Toronto Transit Commission commenced its new random drug testing policy on Monday and two of the first employees tested were positive for impairment.
Neither employee was a driver and both have been suspended with pay.
The first—literally the first person to be tested—blew a blood-alcohol level of more than 0.04 during a breathalyzer test, according to the TTC. (In Ontario, driving with a blood-alcohol level of more than 0.08 is a criminal offence.)
A second employee also tested positive for impairment, though the TTC has not yet released details on that incident.
"The fact that the first person in the first test tested positive of course is incredibly disappointing," TTC spokesman Brad Ross told VICE. He said a suspension with pay is the first step in the process as the TTC awaits drug test results.
Although the employees weren't drivers, Ross said the organization has identified 1,400 positions that are considered "safety sensitive," meaning people working those jobs shouldn't be impaired. Those jobs, including everything from executives to janitors, account for 10,000 employees, Ross noted.
He said drugs being tested for include cannabis, cocaine, opioids, and prescription drugs—"any narcotic that could impair somebody's ability to perform at job safety."

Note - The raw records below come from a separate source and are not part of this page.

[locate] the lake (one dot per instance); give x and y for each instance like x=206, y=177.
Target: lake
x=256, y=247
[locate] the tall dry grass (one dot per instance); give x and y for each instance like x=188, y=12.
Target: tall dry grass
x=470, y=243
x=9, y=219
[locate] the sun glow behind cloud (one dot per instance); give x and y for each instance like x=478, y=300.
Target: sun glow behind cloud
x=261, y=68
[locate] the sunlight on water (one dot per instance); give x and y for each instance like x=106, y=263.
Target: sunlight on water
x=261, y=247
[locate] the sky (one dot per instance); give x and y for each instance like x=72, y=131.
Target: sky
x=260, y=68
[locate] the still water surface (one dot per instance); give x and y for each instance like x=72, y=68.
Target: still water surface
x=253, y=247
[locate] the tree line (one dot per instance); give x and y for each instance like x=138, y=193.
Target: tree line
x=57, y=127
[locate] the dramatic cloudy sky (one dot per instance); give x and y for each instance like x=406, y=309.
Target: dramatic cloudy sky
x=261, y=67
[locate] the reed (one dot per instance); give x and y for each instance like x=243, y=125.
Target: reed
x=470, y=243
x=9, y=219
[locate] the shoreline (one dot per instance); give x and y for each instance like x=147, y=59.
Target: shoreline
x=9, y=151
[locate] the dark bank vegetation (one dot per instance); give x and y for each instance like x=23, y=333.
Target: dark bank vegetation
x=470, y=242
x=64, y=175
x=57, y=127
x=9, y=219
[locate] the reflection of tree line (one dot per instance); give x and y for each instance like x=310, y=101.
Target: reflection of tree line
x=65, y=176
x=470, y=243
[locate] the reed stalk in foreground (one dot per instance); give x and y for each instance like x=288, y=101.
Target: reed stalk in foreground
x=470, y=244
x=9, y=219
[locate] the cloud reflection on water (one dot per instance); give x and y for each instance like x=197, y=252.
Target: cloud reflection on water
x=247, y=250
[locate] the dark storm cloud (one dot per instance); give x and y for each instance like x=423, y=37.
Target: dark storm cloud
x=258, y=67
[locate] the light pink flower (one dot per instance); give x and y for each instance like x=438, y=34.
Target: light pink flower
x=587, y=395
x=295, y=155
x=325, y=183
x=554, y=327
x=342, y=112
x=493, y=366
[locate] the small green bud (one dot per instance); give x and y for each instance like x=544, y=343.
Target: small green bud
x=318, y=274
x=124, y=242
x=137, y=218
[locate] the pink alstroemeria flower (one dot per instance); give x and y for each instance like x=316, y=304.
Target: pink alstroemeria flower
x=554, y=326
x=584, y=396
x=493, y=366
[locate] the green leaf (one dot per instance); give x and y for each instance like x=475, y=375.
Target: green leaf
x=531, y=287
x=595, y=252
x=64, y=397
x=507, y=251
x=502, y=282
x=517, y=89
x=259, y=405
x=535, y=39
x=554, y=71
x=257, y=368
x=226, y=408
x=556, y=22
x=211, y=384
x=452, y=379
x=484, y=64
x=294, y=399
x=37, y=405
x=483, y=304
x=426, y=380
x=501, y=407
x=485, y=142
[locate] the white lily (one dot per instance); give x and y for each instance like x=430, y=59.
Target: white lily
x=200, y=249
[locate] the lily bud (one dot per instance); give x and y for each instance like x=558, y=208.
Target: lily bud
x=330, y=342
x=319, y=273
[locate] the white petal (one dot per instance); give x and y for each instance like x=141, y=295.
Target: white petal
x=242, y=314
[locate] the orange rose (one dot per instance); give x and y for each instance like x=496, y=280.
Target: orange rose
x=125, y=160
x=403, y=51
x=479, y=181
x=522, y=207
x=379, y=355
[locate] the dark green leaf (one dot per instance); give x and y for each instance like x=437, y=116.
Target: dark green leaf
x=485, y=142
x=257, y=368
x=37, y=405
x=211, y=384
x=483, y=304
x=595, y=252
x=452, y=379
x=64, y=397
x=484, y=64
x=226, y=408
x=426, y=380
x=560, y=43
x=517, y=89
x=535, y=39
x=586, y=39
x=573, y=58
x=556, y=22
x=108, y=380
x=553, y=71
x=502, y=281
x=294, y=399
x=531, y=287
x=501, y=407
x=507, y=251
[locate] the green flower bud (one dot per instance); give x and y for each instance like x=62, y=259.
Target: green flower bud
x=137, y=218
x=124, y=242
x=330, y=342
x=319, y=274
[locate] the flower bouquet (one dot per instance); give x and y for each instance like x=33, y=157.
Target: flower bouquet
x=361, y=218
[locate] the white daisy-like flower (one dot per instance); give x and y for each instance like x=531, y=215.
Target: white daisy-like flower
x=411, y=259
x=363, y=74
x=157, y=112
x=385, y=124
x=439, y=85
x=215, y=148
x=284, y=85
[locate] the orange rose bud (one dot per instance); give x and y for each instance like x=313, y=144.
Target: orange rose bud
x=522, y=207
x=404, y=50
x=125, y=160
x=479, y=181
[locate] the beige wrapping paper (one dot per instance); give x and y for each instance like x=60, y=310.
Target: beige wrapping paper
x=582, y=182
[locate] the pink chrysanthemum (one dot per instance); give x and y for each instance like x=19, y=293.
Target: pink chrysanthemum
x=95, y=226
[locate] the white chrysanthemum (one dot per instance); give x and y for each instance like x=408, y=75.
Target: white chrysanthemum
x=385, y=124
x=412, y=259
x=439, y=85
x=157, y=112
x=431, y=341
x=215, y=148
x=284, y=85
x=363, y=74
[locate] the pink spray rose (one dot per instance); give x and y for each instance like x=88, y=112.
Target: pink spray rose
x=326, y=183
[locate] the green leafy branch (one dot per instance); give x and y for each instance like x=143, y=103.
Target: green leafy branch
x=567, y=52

Ross said the TTC first brought forward drug and alcohol testing policies in 2010, three years after a subway worker was killed overnight and was found to have marijuana in his system. At that time, he said a couple types of testing policies were put in place, but not random testing. He said the issue was revisited following a 2011 bus crash in which a female passenger was killed.
"We know we have a problem and that's why we want this program and have this program in place. We need this to be a deterrent."
But he noted the "vast majority" of TTC employees show up to work sober.
The TTC workers' union is currently fighting random drug testing.
Speaking to the Toronto Star about the first fail, Kevin Morton, secretary-treasurer for the TTC workers' union, said he believes the incident is a "one-off" and that the problem is not systemic.
Ross said the plan is to randomly test around 50 employees per week.